04 mars 2022

Une Surprise ukrainienne

 L’analyse initiale que je faisais la semaine dernière du contexte de l’invasion de l’Ukraine par la Russie n’était pas optimiste. Je craignais que les réactions du reste du monde soient dispersées, relativement lentes, limitées à des mesures économiques à long terme qui auraient peu d’influence sur l’avenir immédiat, et que la capacité de résistance de l’Ukraine soit handicapée par un manque d’organisation et des conflits internes.

Or, malgré le fait que la plupart des facteurs que j’évoquais étaient réels ou du moins probables, la rapidité et la quasi-unanimité de la réponse inernationale aussi bien que la résistance interne du pays envahi s’avèrent pour moi une agréable surprise, et sans doute une très mauvaise pour Vladimir Poutine.
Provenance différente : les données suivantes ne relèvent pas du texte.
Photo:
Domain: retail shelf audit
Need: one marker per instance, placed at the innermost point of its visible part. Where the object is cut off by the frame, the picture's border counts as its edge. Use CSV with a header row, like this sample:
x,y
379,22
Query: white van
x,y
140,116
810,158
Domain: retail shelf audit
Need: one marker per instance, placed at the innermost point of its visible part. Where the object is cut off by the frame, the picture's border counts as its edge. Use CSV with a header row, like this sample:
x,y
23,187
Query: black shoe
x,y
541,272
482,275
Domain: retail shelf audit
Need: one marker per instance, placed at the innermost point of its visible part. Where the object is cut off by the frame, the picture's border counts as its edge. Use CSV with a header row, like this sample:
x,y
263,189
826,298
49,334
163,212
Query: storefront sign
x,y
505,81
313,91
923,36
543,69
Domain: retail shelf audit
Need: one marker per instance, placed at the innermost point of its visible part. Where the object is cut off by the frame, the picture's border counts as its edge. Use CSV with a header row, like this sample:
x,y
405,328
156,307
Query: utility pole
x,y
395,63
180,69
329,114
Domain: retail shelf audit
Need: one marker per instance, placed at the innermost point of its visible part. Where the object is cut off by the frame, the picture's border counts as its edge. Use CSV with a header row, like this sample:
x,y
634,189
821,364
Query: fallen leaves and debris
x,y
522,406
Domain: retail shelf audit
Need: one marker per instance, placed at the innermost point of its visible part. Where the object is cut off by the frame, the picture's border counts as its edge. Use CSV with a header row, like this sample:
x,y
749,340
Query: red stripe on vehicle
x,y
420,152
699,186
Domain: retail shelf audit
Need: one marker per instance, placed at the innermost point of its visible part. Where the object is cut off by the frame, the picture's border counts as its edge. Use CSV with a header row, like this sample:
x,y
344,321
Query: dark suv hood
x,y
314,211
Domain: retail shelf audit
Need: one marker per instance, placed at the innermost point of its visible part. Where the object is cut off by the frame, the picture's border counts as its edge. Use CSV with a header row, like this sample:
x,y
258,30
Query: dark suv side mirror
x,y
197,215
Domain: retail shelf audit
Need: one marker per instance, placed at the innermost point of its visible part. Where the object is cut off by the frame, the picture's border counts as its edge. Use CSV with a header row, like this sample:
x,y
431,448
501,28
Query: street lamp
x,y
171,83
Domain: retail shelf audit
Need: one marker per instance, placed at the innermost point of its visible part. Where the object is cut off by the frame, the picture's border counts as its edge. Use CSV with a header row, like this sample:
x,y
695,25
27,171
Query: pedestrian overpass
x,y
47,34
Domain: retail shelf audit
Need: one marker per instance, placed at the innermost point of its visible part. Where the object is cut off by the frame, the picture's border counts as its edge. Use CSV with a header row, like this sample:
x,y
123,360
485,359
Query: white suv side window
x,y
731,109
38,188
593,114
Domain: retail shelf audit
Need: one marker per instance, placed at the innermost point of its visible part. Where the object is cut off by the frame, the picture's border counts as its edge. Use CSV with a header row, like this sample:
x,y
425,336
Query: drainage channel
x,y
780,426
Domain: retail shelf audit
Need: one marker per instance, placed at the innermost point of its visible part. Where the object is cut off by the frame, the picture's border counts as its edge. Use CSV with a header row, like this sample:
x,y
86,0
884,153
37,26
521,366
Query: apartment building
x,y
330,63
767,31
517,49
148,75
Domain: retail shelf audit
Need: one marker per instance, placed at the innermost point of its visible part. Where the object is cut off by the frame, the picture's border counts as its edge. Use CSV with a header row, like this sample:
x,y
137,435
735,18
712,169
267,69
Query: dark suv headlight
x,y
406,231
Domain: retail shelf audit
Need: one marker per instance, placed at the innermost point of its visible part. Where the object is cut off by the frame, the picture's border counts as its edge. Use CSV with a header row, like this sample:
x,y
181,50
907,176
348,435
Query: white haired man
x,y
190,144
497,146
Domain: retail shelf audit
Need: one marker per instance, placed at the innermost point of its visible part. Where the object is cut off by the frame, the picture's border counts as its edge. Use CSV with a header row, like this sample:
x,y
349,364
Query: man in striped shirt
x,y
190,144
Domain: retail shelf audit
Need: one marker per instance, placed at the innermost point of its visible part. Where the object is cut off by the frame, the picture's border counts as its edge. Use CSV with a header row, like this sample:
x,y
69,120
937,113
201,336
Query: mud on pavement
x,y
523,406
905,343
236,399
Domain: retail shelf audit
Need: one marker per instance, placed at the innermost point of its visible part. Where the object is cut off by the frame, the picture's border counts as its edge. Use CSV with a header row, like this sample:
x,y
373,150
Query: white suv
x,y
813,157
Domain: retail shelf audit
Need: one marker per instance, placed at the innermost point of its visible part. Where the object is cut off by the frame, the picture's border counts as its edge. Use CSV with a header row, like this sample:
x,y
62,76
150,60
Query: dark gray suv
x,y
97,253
L’Union européenne a vite refait son unité et résolu le gros de ses désaccords; la Grande-Bretagne de Boris Johnson a réagi fermement et intelligemment; les Nations-Unies, malgré l’inévitable paralysie du Conseil de Sécurité, ont fait preuve de diligence et de rigueur dans une Assemblée générale d’urgence; enfin aussi bien les citoyens que les forces armées de l’Ukraine, inspirés par un Président qui s’est révélé bien supérieur à l’image qu’on s’en faisait, opposent une résistance admirable qui a fortement ralenti la progression des envahisseurs.

Reste la réaction américaine, qui a été rapide, bien ciblée et relativement vigoureuse, mais un peu trop modérée à mon goût. Je regrette en particulier l’affirmation de la Maison blanche qu’en aucun cas, ses forces armées ou celles de l’Otan n’interviendraient, et l’absence d’une «ligne rouge» interdisant au Président Poutine d’exercer toute tactique de terreur prenant directement pour cible la population civile (ce qu’il a hélas fait aussitôt que sa démonstration de force militaire a montré des ratés). Celui-ci, on le sait, est surtout affecté par les manifestations de force, en particulier militaire, et le fait pour ses adversaires de se priver dès le départ de cette menace ne leur accorde pas la latitude qu’ils devraient avoir dans des négociations qui seront ardues. Le refus d’imposer une zone d’interdiction militaire aérienne sur l’Ukraine, quoique prévisible, est aussi un aveu de faiblesse dans l’optique russe; une alternative risquée mais crédible aurait été qu’avec l’accord de l’Ukraine, les forces de l’Otan effectuent de constants vols d’observation au-dessus du pays, bien à la vue des aviateurs russes autant que du monde entier, filmant et documentant systématiquement toute agression aérienne contre des cibles civiles.


De la même façon, sans intervenir agressivement, ce sont les Casques bleus (majoritairement composés de militaires provenant de pays neutres ou modérés) qui devraient assurer le respect des corridors d’évacuation des civils vers les pays voisins ou les régions plus paisibles. Enfin, il devrait être clair que la survie physique et institutionnelle du gouvernement ukrainien démocratiquement élu et de son chef est un préalable non négociable à toute résolution du conflit; même la chute éventuelle de Kiyv devrait se faire sans que leur vie soit mise en danger et leur permettre un départ honorable vers l’exil. Même en cas de victoire russe, il ne devrait pas être question que Moscou s’empare de l’État ukrainien dans son ensemble.